On 24 January 2003, the United States Senate voted to limit TIA by restricting its ability to gather information from emails and the commercial databases of health, financial and travel companies. According to the Consolidated Appropriations Resolution, 2003, Pub. L. No. 108-7, Division M, § 111(b) passed in February, the Defense Department was given 90 days to compile a report laying out a schedule of TIA's development and the intended use of allotted funds or face a cutoff of support.

The report arrived on May 20. It disclosed that the program's computer tools were still in their preliminary testing phase.
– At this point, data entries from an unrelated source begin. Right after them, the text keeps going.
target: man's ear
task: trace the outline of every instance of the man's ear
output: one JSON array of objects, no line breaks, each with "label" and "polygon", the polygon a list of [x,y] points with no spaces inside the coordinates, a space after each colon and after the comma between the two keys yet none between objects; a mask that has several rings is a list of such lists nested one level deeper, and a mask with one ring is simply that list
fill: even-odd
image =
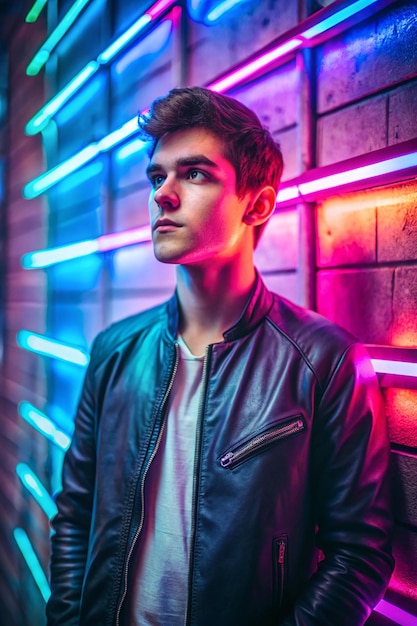
[{"label": "man's ear", "polygon": [[263,187],[251,198],[243,216],[248,226],[260,226],[266,222],[274,212],[276,192],[273,187]]}]

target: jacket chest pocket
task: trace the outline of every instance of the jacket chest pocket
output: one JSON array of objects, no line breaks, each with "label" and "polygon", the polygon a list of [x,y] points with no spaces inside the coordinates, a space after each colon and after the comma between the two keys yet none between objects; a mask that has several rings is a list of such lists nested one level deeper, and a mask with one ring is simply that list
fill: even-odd
[{"label": "jacket chest pocket", "polygon": [[297,415],[285,422],[274,424],[267,430],[253,435],[245,441],[239,442],[220,457],[220,465],[233,469],[250,458],[262,452],[268,446],[281,439],[286,439],[304,430],[304,421]]},{"label": "jacket chest pocket", "polygon": [[273,572],[273,605],[274,611],[279,611],[284,600],[287,568],[287,542],[286,535],[275,537],[272,543],[272,572]]}]

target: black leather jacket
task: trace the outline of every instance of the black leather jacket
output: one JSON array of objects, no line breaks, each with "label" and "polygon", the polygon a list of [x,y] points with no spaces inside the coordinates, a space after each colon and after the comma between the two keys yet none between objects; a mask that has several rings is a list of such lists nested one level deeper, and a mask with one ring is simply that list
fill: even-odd
[{"label": "black leather jacket", "polygon": [[[53,522],[50,626],[123,623],[177,319],[174,296],[94,343]],[[393,565],[386,425],[364,349],[258,276],[207,349],[203,388],[186,624],[363,624]]]}]

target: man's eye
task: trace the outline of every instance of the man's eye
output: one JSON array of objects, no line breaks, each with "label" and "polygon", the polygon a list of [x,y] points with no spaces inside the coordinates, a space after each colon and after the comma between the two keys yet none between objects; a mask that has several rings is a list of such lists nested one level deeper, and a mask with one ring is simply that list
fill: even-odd
[{"label": "man's eye", "polygon": [[207,177],[203,172],[200,172],[200,170],[190,170],[188,172],[188,178],[191,178],[191,180],[204,180]]},{"label": "man's eye", "polygon": [[158,187],[160,187],[163,184],[164,180],[165,180],[165,178],[164,178],[164,176],[162,176],[162,174],[157,174],[156,176],[152,176],[152,178],[151,178],[152,187],[154,189],[157,189]]}]

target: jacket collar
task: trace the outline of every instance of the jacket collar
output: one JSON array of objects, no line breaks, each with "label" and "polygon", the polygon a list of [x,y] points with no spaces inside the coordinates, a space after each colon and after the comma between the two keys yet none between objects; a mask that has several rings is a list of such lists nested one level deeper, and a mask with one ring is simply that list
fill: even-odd
[{"label": "jacket collar", "polygon": [[[260,274],[256,271],[255,282],[248,302],[242,311],[242,315],[228,330],[223,333],[225,341],[234,341],[239,337],[243,337],[253,330],[269,313],[273,303],[272,293],[265,286]],[[173,337],[177,336],[178,331],[178,296],[174,293],[172,298],[168,300],[168,329]]]}]

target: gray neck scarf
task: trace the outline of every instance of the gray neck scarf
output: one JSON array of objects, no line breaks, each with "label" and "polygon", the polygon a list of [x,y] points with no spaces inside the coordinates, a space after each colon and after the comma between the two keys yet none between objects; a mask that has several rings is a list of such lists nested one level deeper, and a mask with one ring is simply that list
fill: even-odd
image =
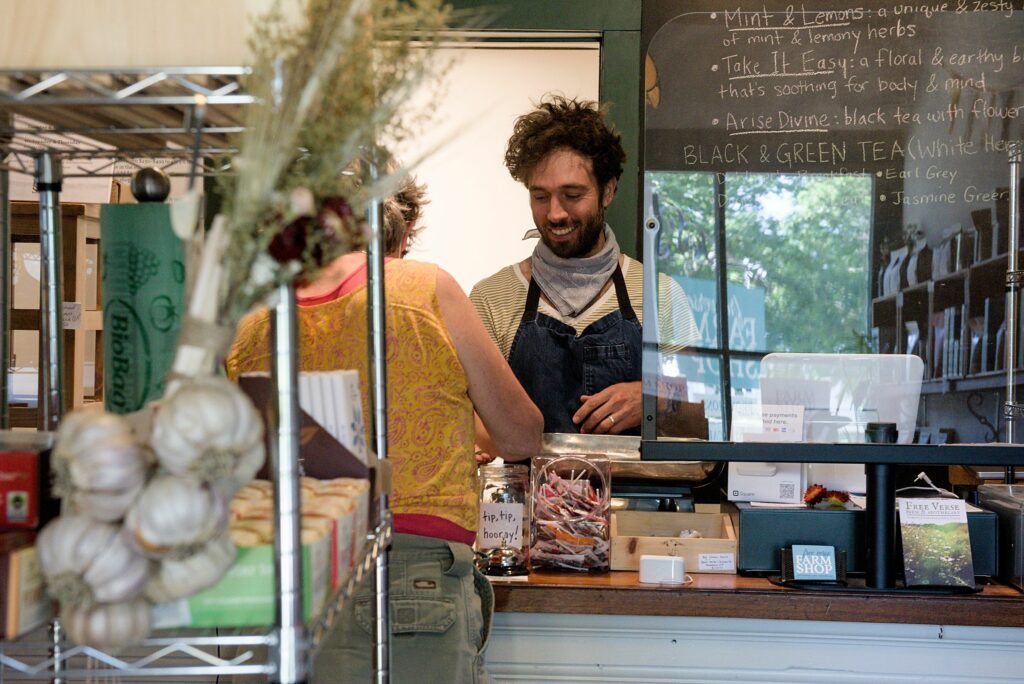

Concerning the pattern recognition of transaction information, only synthetic data created by researchers was being processed. The report also conceded that a full prototype of TIA would not be ready until the 2007 fiscal year.

At some point in early 2003, the National Security Agency began installing access nodes on TIA's classified network.

On September 30, 2003, Congress officially cut off TIA's funding and the Information Awareness Office (with the Senate voting unanimously against it) because of its unpopular perception by the general public and the media. Senators Ron Wyden and Byron Dorgan led the effort.

After 2003

Reports began to emerge in February 2006 that TIA's components had been transferred to the authority of the NSA. In the Department of Defense appropriations bill for the 2004 fiscal year, a classified annex provided the funding. It was stipulated that the technologies were limited for military or foreign intelligence purposes against non-U.S. citizens. Most of the original project goals and research findings were preserved, but the privacy protection mechanics were abandoned.

Criticism

Critics said that the program could be abused by government authorities as part of their practice of mass surveillance in the United States. In an op-ed for The New York Times, William Safire called it "the supersnoop's dream: a Total Information Awareness about every U.S. citizen".

Hans Mark, a former director of defense research and engineering at the University of Texas, called it a "dishonest misuse of DARPA".

The American Civil Liberties Union launched a campaign to terminate TIA's implementation, saying that it would "kill privacy in America" because "every aspect of our lives would be catalogued". The San Francisco Chronicle criticized the program for "Fighting terror by terrifying U.S. citizens".

In 2013 former Director of National Intelligence James Clapper lied about a massive data collection on US citizens and others. Edward Snowden said that because of Clapper's lie he lost hope of changing things formally.